Au soutien de leurs prétentions, la Sci Nain et la Sci Keivan faisaient valoir principalement que la société Crédit Agricole des Savoie avait engagé sa responsabilité contractuelle par manquement à son devoir de vigilance, alors qu'aucune faute ne pouvait être reprochée à leur gérant et que ce manquement de la banque leur avait causé un préjudice lié à l'impossibilité de faire les investissements prévus ainsi que la restructuration d'un prêt.

Par dernières écritures en date du 2 avril 2021, régulièrement notifiées par voie de communication électronique, la société Crédit Agricole des Savoie sollicitait de la cour de :

à titre principal,

' confirmer le jugement entrepris en toutes ses dispositions ;

subsidiairement,

' si le jugement était infirmé en ce qu'il avait rejeté la demande des deux Sci tendant à voir juger qu'elle avait commis des fautes contractuelles qui leur avaient causé un préjudice :

- fixer le préjudice subi par la Sci Keivan à la somme maximale de 5 500 euros ;

- fixer le préjudice subi par la Sci Nain à la somme maximale de 1 300 euros  

' dire et juger qu'en application de l'article 1231-7 du code civil, les intérêts dus sur ces sommes ne courront qu'à compter de l'arrêt à intervenir ;

' condamner la société Banque Postale à la relever et garantir de toutes condamnations qui pourraient être prononcées à son encontre, en principal, intérêts, frais et accessoires ;

' dans tous les cas, condamner in solidum à les deux Sci ou la société Banque Postale, ou tous in solidum, à lui payer la somme de 4 000 euros en application des dispositions de l'article 700 du code de procédure civile ;

' condamner les deux Sci ou la société Banque Postale ou tous in solidum, aux entiers dépens d'appel distraits au profit de la société civile professionnelle Christine Visier-Philippe ' Carole Olagnon-Delroise & Associes, avocate, par application des dispositions de l'article 699 du code de procédure civile.
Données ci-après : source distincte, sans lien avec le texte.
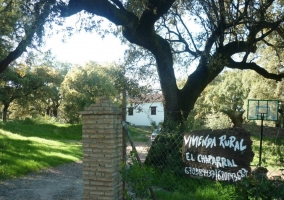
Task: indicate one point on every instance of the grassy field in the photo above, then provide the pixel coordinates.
(27, 146)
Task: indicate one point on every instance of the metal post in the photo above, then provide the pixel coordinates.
(261, 134)
(123, 135)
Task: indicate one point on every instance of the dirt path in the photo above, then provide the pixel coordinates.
(59, 183)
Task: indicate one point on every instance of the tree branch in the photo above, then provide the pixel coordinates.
(253, 66)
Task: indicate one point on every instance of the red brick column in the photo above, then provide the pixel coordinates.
(102, 151)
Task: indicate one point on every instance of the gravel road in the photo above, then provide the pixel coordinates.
(59, 183)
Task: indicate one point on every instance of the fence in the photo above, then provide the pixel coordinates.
(164, 170)
(157, 170)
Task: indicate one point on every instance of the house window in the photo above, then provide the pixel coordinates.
(130, 111)
(153, 110)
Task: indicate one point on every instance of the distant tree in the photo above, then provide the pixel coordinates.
(83, 85)
(20, 82)
(162, 28)
(228, 96)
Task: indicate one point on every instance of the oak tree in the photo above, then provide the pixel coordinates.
(229, 35)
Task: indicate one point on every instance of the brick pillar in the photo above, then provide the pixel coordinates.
(102, 151)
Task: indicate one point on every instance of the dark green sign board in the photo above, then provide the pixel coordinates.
(266, 108)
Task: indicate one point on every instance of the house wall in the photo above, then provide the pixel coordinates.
(142, 114)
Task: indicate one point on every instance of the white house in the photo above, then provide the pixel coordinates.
(141, 112)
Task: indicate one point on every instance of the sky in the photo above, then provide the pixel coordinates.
(83, 47)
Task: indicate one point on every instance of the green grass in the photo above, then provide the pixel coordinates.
(26, 146)
(272, 151)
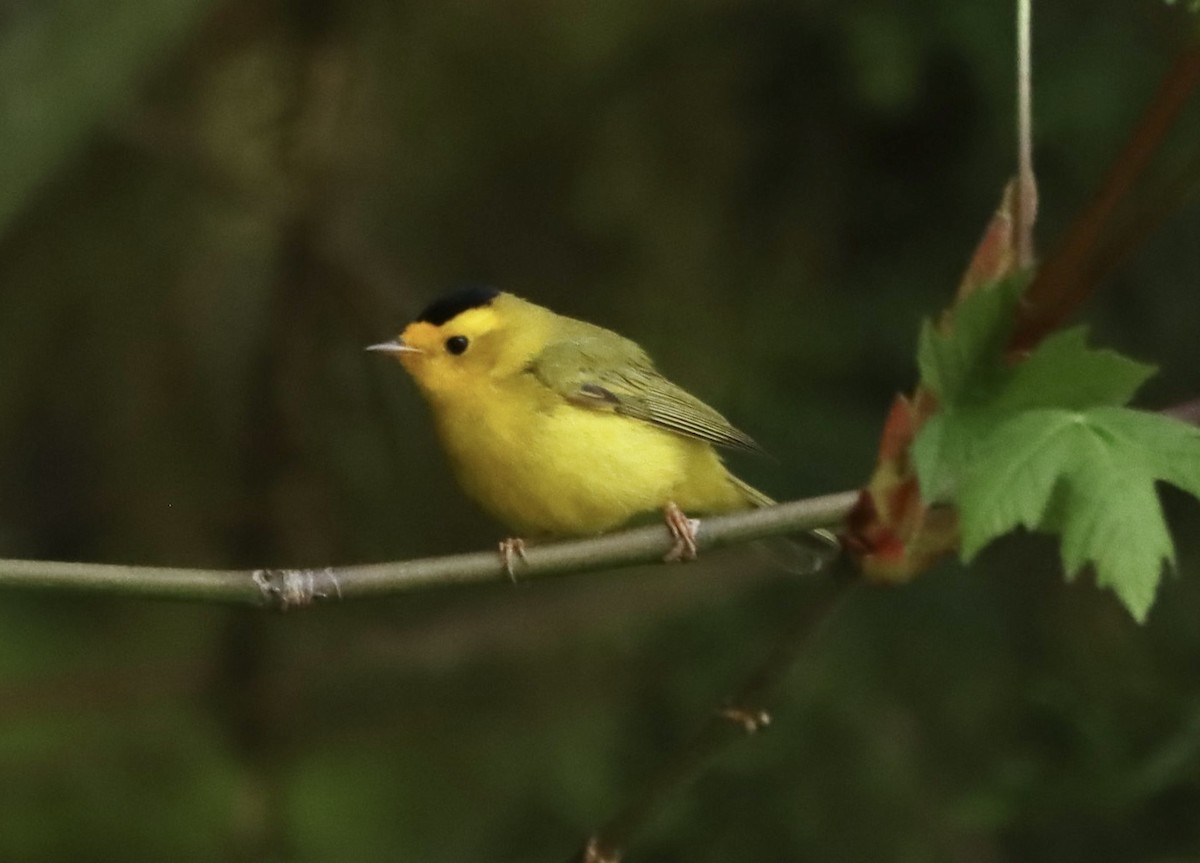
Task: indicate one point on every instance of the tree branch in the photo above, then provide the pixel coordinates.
(295, 588)
(741, 715)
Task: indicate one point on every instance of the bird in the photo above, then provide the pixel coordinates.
(558, 427)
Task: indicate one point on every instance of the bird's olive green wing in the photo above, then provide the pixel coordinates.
(604, 371)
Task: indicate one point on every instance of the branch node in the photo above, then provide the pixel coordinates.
(748, 719)
(595, 852)
(297, 588)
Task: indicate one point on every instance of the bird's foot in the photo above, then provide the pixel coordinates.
(510, 550)
(683, 529)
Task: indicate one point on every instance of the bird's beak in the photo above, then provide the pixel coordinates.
(395, 347)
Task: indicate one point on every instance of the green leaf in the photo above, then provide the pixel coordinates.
(1065, 373)
(961, 364)
(1089, 475)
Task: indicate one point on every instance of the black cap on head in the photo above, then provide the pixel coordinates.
(453, 305)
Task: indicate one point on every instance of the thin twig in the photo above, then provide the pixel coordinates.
(297, 588)
(1026, 184)
(743, 714)
(1066, 279)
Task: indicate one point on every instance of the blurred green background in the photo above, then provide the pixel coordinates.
(207, 209)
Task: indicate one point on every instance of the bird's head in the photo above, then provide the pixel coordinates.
(466, 339)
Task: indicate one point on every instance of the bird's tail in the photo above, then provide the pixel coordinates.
(817, 550)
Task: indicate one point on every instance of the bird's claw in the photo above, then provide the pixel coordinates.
(684, 531)
(510, 550)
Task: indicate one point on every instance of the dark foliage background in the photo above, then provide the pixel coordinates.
(207, 209)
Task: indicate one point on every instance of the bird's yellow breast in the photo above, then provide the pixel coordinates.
(545, 466)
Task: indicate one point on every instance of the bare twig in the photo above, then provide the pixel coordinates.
(743, 714)
(297, 588)
(1026, 184)
(1067, 277)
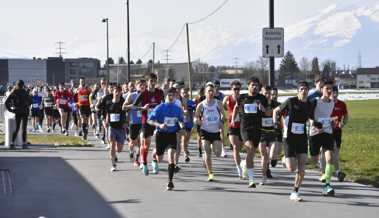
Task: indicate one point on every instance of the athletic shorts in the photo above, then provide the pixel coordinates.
(253, 135)
(85, 110)
(337, 135)
(116, 134)
(165, 141)
(134, 131)
(147, 130)
(323, 140)
(36, 113)
(294, 145)
(49, 111)
(235, 132)
(209, 136)
(268, 137)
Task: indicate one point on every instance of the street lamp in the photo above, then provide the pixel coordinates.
(106, 20)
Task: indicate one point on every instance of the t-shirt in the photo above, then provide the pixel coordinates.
(152, 98)
(297, 114)
(249, 112)
(168, 113)
(339, 111)
(115, 114)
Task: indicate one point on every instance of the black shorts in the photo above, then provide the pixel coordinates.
(253, 135)
(85, 110)
(147, 130)
(235, 132)
(294, 145)
(134, 131)
(209, 136)
(165, 141)
(337, 135)
(49, 111)
(323, 140)
(268, 137)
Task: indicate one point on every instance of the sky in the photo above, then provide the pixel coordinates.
(32, 28)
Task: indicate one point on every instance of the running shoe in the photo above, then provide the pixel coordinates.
(211, 177)
(145, 169)
(155, 166)
(170, 186)
(252, 184)
(328, 190)
(295, 197)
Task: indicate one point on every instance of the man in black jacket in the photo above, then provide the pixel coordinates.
(19, 102)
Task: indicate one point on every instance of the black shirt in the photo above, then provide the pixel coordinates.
(249, 112)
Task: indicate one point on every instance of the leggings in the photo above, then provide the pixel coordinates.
(24, 119)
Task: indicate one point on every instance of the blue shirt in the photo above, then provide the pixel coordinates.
(135, 115)
(167, 113)
(188, 120)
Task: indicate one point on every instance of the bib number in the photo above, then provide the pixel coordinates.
(115, 117)
(250, 108)
(297, 128)
(267, 122)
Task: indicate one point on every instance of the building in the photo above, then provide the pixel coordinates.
(81, 67)
(368, 77)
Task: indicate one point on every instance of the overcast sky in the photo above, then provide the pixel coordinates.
(32, 28)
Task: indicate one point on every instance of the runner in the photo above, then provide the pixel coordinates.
(251, 108)
(189, 107)
(299, 111)
(62, 97)
(167, 118)
(48, 103)
(115, 118)
(135, 122)
(208, 116)
(234, 132)
(146, 102)
(321, 134)
(84, 105)
(36, 110)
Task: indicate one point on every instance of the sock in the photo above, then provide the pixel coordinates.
(329, 169)
(250, 173)
(171, 168)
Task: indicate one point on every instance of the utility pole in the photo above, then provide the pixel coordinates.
(189, 62)
(152, 64)
(128, 33)
(272, 59)
(60, 48)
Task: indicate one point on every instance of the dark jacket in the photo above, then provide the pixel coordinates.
(18, 102)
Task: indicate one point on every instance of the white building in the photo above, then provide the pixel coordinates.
(368, 78)
(29, 70)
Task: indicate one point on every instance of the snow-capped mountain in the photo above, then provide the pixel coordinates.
(339, 32)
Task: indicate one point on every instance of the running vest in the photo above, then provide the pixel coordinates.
(211, 117)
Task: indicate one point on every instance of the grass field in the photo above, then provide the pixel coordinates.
(360, 142)
(57, 140)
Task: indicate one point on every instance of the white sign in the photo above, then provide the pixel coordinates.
(273, 42)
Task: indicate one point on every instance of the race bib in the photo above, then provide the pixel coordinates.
(297, 128)
(267, 122)
(115, 117)
(170, 121)
(250, 108)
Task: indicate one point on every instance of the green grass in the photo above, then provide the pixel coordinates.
(360, 142)
(57, 140)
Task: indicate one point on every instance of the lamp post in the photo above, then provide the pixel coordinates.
(106, 20)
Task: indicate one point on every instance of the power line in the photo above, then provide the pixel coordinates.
(211, 14)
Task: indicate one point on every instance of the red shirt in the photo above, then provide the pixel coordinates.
(151, 98)
(83, 96)
(339, 111)
(230, 106)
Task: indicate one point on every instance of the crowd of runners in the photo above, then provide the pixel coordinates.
(309, 123)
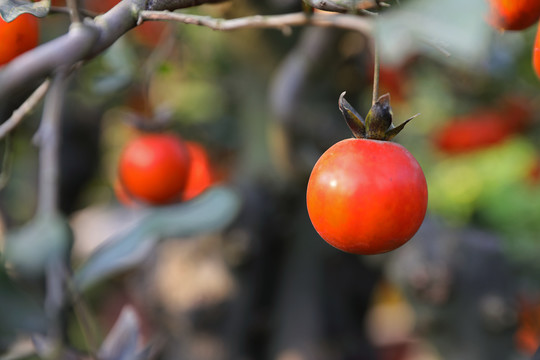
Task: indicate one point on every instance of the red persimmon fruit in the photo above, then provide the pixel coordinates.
(153, 168)
(17, 37)
(513, 14)
(200, 174)
(536, 53)
(367, 195)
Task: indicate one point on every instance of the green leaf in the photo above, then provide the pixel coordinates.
(32, 248)
(19, 311)
(211, 211)
(10, 9)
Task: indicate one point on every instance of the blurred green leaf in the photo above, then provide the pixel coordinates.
(10, 9)
(19, 311)
(458, 184)
(435, 28)
(211, 211)
(123, 340)
(30, 249)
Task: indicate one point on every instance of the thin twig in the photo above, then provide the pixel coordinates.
(27, 106)
(48, 137)
(376, 70)
(344, 21)
(73, 11)
(65, 10)
(342, 6)
(84, 318)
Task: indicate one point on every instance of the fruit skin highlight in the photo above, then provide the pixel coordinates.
(17, 37)
(367, 196)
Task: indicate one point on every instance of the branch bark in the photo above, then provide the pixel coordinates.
(24, 109)
(350, 22)
(49, 143)
(171, 5)
(82, 42)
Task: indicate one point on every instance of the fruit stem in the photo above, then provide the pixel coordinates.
(376, 67)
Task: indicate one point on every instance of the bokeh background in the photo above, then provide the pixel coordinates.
(264, 104)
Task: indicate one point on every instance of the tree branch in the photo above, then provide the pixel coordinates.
(24, 109)
(82, 42)
(350, 22)
(49, 142)
(172, 5)
(343, 6)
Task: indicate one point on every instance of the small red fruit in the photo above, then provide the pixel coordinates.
(367, 195)
(17, 37)
(484, 127)
(513, 14)
(200, 175)
(153, 168)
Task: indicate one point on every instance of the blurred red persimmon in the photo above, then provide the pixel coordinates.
(200, 174)
(513, 14)
(17, 37)
(483, 128)
(153, 168)
(536, 53)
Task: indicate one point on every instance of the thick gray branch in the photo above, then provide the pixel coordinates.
(82, 42)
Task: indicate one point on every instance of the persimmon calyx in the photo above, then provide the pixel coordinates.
(378, 123)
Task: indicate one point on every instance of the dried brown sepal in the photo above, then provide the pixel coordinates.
(393, 131)
(379, 119)
(378, 123)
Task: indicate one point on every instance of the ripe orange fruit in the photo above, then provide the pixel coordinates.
(153, 168)
(513, 14)
(17, 37)
(200, 175)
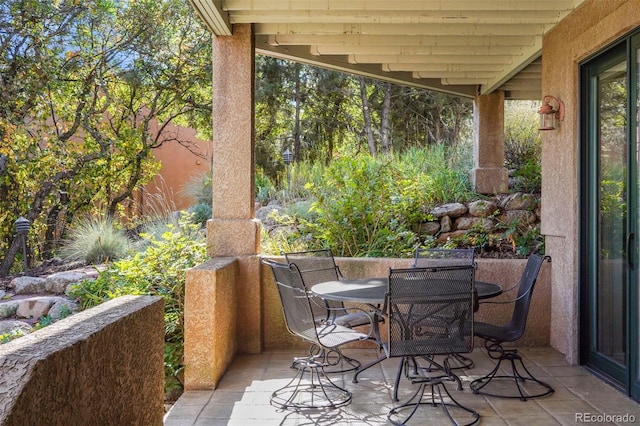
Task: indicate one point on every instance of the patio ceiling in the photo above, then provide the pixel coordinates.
(462, 47)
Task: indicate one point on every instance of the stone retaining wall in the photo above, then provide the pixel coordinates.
(102, 366)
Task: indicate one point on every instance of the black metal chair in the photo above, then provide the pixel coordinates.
(318, 391)
(448, 257)
(430, 312)
(424, 258)
(494, 384)
(318, 266)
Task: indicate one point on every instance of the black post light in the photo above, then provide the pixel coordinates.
(287, 157)
(22, 229)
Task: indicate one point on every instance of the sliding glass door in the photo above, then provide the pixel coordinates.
(609, 214)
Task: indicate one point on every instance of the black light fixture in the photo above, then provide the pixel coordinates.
(22, 229)
(549, 114)
(287, 157)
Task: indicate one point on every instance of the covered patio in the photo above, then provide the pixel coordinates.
(242, 397)
(485, 50)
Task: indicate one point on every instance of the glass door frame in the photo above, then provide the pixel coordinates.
(627, 376)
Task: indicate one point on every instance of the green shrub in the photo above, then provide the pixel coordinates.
(159, 270)
(522, 145)
(201, 213)
(359, 212)
(94, 241)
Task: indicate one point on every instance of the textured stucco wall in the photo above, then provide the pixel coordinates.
(503, 272)
(233, 230)
(210, 320)
(102, 366)
(589, 29)
(489, 175)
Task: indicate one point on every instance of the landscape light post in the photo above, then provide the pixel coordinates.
(22, 229)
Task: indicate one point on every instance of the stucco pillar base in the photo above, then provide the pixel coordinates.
(490, 180)
(233, 237)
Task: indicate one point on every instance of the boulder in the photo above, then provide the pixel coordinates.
(28, 285)
(62, 309)
(451, 210)
(35, 307)
(479, 223)
(57, 283)
(14, 326)
(429, 228)
(519, 201)
(482, 208)
(524, 217)
(8, 309)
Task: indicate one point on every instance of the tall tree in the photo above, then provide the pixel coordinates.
(81, 139)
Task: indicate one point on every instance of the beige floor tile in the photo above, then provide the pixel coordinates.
(243, 397)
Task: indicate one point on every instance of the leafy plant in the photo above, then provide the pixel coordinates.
(95, 241)
(158, 270)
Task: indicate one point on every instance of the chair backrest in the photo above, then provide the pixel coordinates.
(296, 306)
(316, 266)
(516, 327)
(430, 311)
(443, 257)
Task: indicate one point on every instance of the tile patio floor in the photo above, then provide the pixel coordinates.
(242, 398)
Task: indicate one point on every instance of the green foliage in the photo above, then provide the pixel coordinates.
(84, 90)
(522, 144)
(358, 210)
(200, 189)
(159, 270)
(201, 213)
(265, 188)
(95, 241)
(7, 337)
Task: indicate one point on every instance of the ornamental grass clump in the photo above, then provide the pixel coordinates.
(159, 270)
(94, 241)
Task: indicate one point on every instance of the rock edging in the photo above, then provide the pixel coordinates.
(27, 299)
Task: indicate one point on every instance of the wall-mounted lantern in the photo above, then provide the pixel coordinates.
(549, 114)
(287, 157)
(22, 229)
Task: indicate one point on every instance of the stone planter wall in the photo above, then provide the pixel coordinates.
(102, 366)
(453, 220)
(505, 272)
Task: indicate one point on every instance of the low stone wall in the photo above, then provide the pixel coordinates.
(102, 366)
(232, 306)
(505, 272)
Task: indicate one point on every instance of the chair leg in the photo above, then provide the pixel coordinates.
(334, 359)
(479, 386)
(463, 415)
(366, 367)
(316, 392)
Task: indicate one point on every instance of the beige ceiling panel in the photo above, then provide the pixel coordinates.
(462, 47)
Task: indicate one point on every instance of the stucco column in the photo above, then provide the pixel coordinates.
(489, 175)
(233, 230)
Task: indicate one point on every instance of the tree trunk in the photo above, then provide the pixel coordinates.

Au soutien de ses prétentions, la société Crédit Agricole des Savoie se fondait sur le respect de la procédure de paiement des lettres de change transmises par voie informatique et non contestées et s'appuyait également sur les conditions générales de la convention de compte courant à usage professionnel souscrites par les deux sociétés litigieuses comportant une clause dite de « paiement sauf désaccord ».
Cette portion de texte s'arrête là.